Pasta with Eggplant, Tomato, and Ricotta

The fancy Italian name for this dish is “Pasta alla Norma,” and it involves mixing eggplant and pasta with tomatoes and ricotta cheese.  The result is a deliciously creamy and fresh pasta dish that tastes excellent with parmesian and basil. (Note: I use creamy ricotta, while the original Italian recipe calls for ricotta salata, a harder version of the cheese.)


  • 1 medium eggplant
  • 2 cloves garlic, pressed
  • 14 oz can chopped tomatoes
  • 1 onion, chopped coarsely
  • pinch of hot chili flakes
  • 8 oz (~250 g) pasta (I like spirals)
  • 1.5 oz (50 g) ricotta
  • large handful fresh basil leaves, chopped coarsely
  • salt and pepper to taste
  • olive oil for frying
  • grated parmesian


  1. Preheat oven to 400F/200C.  Trim the ends of the eggplant and slice lengthwise in half.  Cut small slices, about 1/4″ thick, and set aside.
  2. Coat a baking tray in non-stick spray, lay eggplant flat on tray surface, and spray the eggplant again with non-stick spray.  Alternatively you can toss the eggplant with a few T of olive oil.  Bake eggplant 15-20 minutes, flipping halfway through, until they are soft and slightly crispy.
  3. Heat up a large pot of water for the pasta.
  4. Meanwhile, in a large saucepan over medium heat, cook onions and garlic in 1 T olive oil until translucent, about 7 minutes.
  5. Add tomatoes (with juices), and simmer for 15 minutes, until sauce is reduced.
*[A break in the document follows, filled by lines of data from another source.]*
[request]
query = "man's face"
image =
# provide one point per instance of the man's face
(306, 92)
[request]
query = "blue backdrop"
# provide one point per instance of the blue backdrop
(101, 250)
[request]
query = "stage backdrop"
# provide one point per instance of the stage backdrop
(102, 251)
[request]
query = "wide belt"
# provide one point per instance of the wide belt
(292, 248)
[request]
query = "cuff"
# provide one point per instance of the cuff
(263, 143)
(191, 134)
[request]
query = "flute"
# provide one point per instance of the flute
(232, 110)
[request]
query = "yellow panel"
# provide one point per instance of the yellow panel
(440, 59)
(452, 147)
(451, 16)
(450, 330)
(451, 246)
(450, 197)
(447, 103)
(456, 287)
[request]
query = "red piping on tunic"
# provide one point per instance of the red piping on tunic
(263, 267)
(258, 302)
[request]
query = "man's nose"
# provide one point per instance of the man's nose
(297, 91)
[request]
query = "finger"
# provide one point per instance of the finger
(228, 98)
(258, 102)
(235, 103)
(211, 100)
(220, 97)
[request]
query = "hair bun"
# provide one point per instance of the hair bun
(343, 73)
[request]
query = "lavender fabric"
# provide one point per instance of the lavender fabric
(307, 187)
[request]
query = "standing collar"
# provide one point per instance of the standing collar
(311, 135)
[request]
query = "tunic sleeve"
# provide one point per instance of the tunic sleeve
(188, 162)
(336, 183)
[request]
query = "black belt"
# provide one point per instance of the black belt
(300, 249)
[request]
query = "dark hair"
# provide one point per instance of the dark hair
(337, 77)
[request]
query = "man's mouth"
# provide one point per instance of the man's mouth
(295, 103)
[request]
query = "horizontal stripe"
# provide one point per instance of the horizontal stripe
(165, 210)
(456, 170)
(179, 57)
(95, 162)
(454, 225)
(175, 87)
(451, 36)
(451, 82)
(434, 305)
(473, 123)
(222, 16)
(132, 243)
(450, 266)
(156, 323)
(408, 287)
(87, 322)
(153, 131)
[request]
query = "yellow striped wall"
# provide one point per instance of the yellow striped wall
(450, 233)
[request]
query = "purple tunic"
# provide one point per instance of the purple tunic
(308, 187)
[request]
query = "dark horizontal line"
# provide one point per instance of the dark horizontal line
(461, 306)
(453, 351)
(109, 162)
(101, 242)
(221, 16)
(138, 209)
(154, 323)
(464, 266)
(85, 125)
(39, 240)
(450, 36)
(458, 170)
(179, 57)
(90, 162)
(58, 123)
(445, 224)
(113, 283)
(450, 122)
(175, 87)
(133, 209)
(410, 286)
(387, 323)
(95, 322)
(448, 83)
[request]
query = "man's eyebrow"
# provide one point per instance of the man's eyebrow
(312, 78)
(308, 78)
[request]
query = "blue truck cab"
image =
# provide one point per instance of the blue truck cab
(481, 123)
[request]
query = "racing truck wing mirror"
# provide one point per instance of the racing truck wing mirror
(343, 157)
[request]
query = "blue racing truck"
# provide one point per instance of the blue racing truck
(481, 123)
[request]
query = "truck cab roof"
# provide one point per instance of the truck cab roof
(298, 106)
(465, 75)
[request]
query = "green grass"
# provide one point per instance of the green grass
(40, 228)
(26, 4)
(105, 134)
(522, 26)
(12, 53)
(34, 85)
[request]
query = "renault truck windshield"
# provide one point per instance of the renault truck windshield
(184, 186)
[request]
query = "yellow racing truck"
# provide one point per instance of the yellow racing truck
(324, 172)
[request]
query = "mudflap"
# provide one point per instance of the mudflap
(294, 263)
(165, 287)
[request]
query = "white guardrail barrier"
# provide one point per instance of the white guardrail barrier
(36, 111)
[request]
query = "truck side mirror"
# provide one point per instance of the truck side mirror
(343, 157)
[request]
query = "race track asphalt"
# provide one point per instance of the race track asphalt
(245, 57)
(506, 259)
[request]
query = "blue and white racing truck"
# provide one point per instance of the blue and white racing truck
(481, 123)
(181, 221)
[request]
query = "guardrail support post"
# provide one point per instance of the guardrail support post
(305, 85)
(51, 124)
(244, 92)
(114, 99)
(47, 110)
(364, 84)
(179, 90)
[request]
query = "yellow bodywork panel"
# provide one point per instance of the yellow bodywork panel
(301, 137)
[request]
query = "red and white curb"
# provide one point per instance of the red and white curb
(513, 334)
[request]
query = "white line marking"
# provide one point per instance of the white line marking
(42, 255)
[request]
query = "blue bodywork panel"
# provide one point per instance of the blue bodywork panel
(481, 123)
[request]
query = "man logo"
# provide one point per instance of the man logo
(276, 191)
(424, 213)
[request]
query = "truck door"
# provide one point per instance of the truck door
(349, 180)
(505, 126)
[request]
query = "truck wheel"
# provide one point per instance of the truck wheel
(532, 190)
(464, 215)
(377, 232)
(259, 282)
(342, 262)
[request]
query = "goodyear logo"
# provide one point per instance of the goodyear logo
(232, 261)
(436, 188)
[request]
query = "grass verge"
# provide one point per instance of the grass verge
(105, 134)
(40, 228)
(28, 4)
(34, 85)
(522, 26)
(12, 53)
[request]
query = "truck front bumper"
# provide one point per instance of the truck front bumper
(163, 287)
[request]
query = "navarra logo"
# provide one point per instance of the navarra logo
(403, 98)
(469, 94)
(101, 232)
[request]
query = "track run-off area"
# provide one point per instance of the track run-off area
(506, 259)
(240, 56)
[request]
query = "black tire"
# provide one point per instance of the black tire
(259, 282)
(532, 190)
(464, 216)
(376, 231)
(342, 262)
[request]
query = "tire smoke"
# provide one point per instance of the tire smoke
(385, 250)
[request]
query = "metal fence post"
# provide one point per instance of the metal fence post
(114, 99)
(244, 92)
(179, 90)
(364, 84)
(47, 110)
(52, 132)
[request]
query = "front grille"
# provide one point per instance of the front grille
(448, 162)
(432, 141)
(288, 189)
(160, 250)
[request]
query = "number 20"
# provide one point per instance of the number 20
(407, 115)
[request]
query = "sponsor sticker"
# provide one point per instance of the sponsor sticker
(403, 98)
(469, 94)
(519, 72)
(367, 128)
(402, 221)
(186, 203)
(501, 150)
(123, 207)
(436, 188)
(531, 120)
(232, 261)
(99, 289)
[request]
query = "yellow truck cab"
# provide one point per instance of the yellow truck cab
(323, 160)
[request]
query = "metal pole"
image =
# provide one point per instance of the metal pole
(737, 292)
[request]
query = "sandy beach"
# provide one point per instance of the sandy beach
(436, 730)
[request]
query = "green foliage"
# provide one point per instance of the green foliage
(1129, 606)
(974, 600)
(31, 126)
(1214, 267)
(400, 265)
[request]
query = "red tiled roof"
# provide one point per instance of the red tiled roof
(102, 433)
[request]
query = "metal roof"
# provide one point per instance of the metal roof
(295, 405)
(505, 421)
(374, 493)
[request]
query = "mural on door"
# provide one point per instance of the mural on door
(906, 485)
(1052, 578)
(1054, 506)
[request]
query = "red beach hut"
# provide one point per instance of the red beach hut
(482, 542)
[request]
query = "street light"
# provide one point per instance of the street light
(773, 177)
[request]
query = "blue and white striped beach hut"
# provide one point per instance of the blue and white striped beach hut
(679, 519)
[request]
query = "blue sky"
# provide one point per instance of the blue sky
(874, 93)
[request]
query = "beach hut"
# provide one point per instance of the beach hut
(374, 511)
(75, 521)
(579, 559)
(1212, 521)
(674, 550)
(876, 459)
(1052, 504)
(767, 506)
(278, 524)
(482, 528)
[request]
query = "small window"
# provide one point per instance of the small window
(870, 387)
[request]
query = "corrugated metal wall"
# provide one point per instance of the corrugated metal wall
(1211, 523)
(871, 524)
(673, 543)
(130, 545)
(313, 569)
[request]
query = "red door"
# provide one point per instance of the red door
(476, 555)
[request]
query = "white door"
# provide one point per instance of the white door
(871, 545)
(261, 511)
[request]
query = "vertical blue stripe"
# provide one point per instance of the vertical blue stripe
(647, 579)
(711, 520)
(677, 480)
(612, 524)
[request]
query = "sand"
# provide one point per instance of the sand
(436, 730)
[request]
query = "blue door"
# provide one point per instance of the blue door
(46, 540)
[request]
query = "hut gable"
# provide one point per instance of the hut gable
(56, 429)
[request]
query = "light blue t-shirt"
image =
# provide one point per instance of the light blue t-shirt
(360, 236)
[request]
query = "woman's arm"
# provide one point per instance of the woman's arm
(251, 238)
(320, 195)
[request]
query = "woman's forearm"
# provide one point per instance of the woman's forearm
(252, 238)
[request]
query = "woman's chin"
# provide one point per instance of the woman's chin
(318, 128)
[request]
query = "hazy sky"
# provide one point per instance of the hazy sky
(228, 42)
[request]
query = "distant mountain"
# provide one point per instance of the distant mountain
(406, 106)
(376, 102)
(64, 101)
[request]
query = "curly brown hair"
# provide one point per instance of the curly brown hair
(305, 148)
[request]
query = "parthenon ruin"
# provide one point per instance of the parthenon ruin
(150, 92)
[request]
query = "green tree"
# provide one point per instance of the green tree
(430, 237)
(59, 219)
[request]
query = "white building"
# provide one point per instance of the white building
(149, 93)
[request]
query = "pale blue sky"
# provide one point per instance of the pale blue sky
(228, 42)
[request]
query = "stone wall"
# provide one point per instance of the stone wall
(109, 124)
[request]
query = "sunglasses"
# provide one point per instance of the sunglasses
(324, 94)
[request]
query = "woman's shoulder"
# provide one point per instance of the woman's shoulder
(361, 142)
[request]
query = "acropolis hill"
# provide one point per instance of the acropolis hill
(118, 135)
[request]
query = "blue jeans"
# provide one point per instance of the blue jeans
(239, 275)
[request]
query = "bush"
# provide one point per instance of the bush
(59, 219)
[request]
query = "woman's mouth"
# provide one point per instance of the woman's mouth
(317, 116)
When done, remove from heat and stir in the basil.
  6. While the mixture is cooking, start to cook the pasta.  (You should try to time this so that the pasta and sauce are done at approximately the same time.)
  7. Drain the cooked pasta, then toss it with the tomato mixture, eggplant, and ricotta. Serve with grated parmesian.